The Immigration and Nationality Act Amendments of 1965, the 1986 Immigration Reform and Control Act, and the 1990 Immigration Act put in place the basic architecture of contemporary immigration policy. Since 9/11 there have been several attempts to significantly revise immigration laws, most of these efforts have failed.
Each year roughly 700,000 legal immigrants enter the United States. Illegal immigration is tough to track, but net inflows — number entering minus number returning — are credibly estimated to have plunged below 100,000 since the Great Recession (2007). According to the Pew Research Center, since 2012 it is possible that more Mexicans living in the United States have returned to Mexico than have crossed north.
If so, this would restore a long-time pattern of Mexican and Central American migration. According to Madeline Zavodny with the American Enterprise Institute:
It is worth noting that historically many unauthorized immigrants did not settle permanently in the United States. Instead, they worked here temporarily, saved some money and returned home; many repeated this on a seasonal basis for years but ultimately retired at home, where their family members had remained. Since the 1980s, however, there has been a gradual shift toward unauthorized immigrants settling in the United States and reuniting with family members here. One reason for this was the 1986 Immigration Reform and Control Act (IRCA) legalization program, which enabled some 2.7 million unauthorized immigrants to receive permanent legal status. Another reason is the increased difficulty in crossing the U.S.-Mexico border due to tighter border security. As it has become harder to re-enter the United States, unauthorized immigrants have increased their length of stay here.
Increased economic opportunity in Mexico — strongly tied to a declining birth-rate — is one of several factors that have shifted migration patterns. “The immigration debate seems to be stuck around the year 2006, and before then,” says Alex Nowrasteh, an immigration analyst at the libertarian Cato Institute.
Japan or New Zealand can conceivably manage their immigration policy with a border strategy. Most large, affluent, culturally diverse nations (or regions, ala the European Union) will find a border strategy to be about as effective as the Maginot Line. To be effective much more attention is required to shape the strategic context for migration… as distant from the border as possible.

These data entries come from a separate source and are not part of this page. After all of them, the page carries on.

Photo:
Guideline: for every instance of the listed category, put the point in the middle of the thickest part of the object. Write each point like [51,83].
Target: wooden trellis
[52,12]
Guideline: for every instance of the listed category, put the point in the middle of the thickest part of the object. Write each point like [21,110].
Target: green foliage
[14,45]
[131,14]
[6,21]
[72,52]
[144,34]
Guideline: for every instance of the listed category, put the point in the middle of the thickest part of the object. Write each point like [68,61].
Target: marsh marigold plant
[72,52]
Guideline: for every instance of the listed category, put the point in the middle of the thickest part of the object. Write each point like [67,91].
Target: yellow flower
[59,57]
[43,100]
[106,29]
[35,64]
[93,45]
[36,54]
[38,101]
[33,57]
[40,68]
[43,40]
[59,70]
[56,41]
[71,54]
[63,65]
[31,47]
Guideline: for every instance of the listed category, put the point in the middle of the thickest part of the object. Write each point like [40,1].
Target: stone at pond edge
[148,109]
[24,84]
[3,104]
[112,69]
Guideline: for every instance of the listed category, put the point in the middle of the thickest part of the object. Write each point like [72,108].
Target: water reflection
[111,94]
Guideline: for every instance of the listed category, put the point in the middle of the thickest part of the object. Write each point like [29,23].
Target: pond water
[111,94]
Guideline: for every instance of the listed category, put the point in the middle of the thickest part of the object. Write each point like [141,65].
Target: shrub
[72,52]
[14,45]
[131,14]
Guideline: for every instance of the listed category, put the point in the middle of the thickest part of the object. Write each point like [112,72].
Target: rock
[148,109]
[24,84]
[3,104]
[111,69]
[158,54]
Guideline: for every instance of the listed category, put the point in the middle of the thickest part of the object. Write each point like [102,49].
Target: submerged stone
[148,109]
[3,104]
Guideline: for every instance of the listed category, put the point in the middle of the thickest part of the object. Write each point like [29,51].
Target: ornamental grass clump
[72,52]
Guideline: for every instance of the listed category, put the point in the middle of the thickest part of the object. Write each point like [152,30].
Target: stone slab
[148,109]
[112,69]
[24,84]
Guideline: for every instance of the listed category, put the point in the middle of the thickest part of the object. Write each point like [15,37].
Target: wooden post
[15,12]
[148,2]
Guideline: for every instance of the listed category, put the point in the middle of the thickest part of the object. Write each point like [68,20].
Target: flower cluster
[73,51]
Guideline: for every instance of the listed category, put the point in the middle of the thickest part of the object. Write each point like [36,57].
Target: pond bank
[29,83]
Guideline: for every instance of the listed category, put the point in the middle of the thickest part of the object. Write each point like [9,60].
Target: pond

For example, last week Refugees International released a new report on violence in El Salvador. In the last six months, there have been over 3000 murders in this nation of 6 million. According to the report:
More children are killed in El Salvador per capita than in any other country. Two gangs are largely responsible for this increasing violence. These gangs, the Mara Salvatrucha (MS-13) and Barrio 18 (18th Street) originated in Los Angeles, but after 1996, thousands were deported to El Salvador in a process that has been described as “unintentional state-sponsored gang migration.” By 2005, El Salvador had 10,000 active gang members, and this number has only grown in the intervening years. Currently, there are 70,000 members of the MS-13 and 18th Street gangs operating in El Salvador…
Does this situation present a potential immigration challenge to the United States? Last summer we had a dramatic example of the possibility. Since then the situation in Central America has only gotten worse. Does the strength of Central American gangs and their contacts with US and international criminal/terrorist organizations present a potential threat beyond immigration? Is the US national interest our only concern in this context? Should it be?
Where would you prefer to engage the potential threat? How would you prefer to reduce the potential threat? When is the right time to engage? The Refugees International Report offers some answers.